W poniedziałkowy wieczór, zupełnie niespodziewanie, zostałam zasypana linkami do polskiej muzyki. Pomyślalam sobie – to jest znak! Zaczynamy pisać o polskiej muzyce na blogu! ;D Nie chcę nic obiecywać, ale postaram się by cykl, roboczo nazwany „Hej Polsko!”,  pojawiał się tu regularnie. Przedstawię Wam kilkoro polskich artystów/zespołów i ich najnowsze dźwięki. Będzie spontanicznie ale nadal dobrze.
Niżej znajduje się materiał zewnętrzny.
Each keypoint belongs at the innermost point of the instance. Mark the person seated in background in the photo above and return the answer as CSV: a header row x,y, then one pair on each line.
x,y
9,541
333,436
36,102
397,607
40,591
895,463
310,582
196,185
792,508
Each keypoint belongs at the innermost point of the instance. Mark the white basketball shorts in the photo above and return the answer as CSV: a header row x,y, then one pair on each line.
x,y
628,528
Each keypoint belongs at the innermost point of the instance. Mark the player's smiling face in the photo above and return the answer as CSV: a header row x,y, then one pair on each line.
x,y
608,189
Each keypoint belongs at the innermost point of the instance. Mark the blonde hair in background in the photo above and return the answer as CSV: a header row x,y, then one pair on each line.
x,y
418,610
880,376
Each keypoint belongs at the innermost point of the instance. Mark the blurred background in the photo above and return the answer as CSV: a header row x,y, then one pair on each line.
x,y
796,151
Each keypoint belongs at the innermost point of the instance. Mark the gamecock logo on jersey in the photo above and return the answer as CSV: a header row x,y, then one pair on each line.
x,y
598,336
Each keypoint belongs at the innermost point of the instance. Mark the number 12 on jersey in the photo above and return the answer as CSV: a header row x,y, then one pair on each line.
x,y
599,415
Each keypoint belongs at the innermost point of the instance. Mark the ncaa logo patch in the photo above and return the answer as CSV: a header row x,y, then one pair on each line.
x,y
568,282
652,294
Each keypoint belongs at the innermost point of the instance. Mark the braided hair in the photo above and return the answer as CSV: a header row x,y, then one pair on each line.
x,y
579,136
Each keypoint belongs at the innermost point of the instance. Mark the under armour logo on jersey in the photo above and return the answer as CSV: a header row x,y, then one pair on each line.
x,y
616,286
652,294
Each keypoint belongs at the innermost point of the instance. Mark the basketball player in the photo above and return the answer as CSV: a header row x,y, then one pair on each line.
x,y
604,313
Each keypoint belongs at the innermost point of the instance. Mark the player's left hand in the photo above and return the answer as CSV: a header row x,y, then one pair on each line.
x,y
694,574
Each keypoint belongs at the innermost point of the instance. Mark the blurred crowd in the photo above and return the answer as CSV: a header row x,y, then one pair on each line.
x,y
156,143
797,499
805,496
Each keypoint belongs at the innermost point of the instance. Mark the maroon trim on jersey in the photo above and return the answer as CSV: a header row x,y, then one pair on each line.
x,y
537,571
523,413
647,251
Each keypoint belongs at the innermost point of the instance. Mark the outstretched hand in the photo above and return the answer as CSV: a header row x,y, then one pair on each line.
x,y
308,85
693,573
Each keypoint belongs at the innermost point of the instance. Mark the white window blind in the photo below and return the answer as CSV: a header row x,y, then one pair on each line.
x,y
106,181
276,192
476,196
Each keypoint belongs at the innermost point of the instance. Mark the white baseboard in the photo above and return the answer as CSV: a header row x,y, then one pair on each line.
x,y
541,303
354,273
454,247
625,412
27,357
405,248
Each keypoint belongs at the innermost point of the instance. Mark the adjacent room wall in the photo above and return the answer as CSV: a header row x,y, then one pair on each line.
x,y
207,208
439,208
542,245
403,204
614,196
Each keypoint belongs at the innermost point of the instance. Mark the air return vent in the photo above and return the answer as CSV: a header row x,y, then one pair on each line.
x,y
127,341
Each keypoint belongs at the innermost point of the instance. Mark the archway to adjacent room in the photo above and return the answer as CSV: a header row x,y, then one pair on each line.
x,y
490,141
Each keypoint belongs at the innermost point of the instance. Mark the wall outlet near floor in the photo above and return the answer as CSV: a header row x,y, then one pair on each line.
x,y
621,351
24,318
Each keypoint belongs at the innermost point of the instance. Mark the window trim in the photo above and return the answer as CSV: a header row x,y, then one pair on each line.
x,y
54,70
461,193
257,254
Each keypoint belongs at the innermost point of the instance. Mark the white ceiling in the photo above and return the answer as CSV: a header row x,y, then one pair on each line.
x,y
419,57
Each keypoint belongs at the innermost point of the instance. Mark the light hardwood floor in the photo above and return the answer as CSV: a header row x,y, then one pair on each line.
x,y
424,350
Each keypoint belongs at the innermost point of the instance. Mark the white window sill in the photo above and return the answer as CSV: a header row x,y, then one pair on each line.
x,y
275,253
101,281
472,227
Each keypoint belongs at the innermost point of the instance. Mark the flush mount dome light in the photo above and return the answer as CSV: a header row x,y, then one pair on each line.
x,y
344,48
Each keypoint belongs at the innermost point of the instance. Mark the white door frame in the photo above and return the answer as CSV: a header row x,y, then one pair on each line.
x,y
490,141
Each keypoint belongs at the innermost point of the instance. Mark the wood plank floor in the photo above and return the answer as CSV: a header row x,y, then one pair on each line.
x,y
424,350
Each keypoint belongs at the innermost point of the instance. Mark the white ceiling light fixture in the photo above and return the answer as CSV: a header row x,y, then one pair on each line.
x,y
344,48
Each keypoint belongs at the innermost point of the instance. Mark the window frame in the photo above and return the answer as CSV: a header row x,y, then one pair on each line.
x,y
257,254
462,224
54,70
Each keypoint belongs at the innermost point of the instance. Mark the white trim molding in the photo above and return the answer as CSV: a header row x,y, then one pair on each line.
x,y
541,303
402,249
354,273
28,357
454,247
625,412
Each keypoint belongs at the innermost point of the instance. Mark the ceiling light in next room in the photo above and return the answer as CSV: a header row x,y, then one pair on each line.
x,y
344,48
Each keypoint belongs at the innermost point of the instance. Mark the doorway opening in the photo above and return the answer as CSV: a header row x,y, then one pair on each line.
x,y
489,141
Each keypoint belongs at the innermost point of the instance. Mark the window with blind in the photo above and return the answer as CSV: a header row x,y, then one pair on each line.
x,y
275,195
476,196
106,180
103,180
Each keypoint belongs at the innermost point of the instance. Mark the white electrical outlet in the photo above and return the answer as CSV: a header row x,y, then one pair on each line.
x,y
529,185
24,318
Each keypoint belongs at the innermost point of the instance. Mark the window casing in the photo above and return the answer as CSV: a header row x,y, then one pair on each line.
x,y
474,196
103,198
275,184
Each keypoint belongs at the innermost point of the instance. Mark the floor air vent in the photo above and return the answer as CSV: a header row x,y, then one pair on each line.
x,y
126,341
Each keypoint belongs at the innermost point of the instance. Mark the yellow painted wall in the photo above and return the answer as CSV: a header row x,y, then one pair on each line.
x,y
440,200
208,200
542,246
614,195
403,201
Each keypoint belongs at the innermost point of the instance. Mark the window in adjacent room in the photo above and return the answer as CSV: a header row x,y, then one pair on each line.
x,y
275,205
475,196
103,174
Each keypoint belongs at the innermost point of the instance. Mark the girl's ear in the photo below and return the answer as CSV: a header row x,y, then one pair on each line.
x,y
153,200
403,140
W komentarzach możecie śmiało pisać, kto spodobał Wam się najbardziej – być może uda mi się namówić ten zespół/osobę do wzięcia udziału w cyklu Zapętleni? ;)

 

Radios In Motion

Podrzucony przez Bartka razem ze stwierdzeniem: To jeden z tych zespołów co słuchasz i nie wierzysz, że jest z Polski. Dokładnie tak jest. Świetnie opanowany angielski, i wokal który mi osobiście przywodzi na myśl The Kooks, chociaż cała reszta Polski słyszy tam Arctic Monkeys, The Pixies czy inne alternatywne, rockowe brzmienia. Chłopcy z Częstochowy odwalają kawał dobrej roboty. Ich pierwsze Demo słucha się z przyjemnością nawet jeśli taka muzyka na codzień nie gra
w Waszych głośnikach.

 

SOunDQ

Okej, jak już poszerzać muzyczne horyzonty to na maksa. SoundQ wpadło mi w ucho podczas oglądania odcinka Filip Konktra Kraków, w którym Filip, razem z Kubą Sieńczykiem, wzięli na tapetę 5 krakowskich wydawnictw z 2014. Natychmiast poczułam się oczarowana kawałkiem Bones. #tańczyłabym

 

 

Cała EPka jest dość zróżnicowana, ciężko jest znaleźć punkt zaczepienia, każdy kawałek wydaje się być zupełnie inny. Jednak w tym szaleństwie jest jakaś metoda. Słuchałam tych dźwięków zafascynowana. Nie wiem czy zdobędę się na ponowne przesłuchanie całości, ale ten jeden raz był bardzo przyjemny i warty poświęconego czasu ;)

 

Kubattera

Kuba Dobrowolski to także mój nabytek po obejrzeniu programu Filipa. Już kiedyś przewinął mi się przez soundcloud, o czym świadczyło dane mu serduszko, lecz nic z tym nie zrobiłam ;) #typowaKasia. W trakcie mojego researchu zobaczyłam, że Kuba był częścią nieistniejącej już grupy Camero Cat, którą UWIELBIAŁAM. (Jeśli nie znacie to koniecznie – tutaj, słuchajcie!)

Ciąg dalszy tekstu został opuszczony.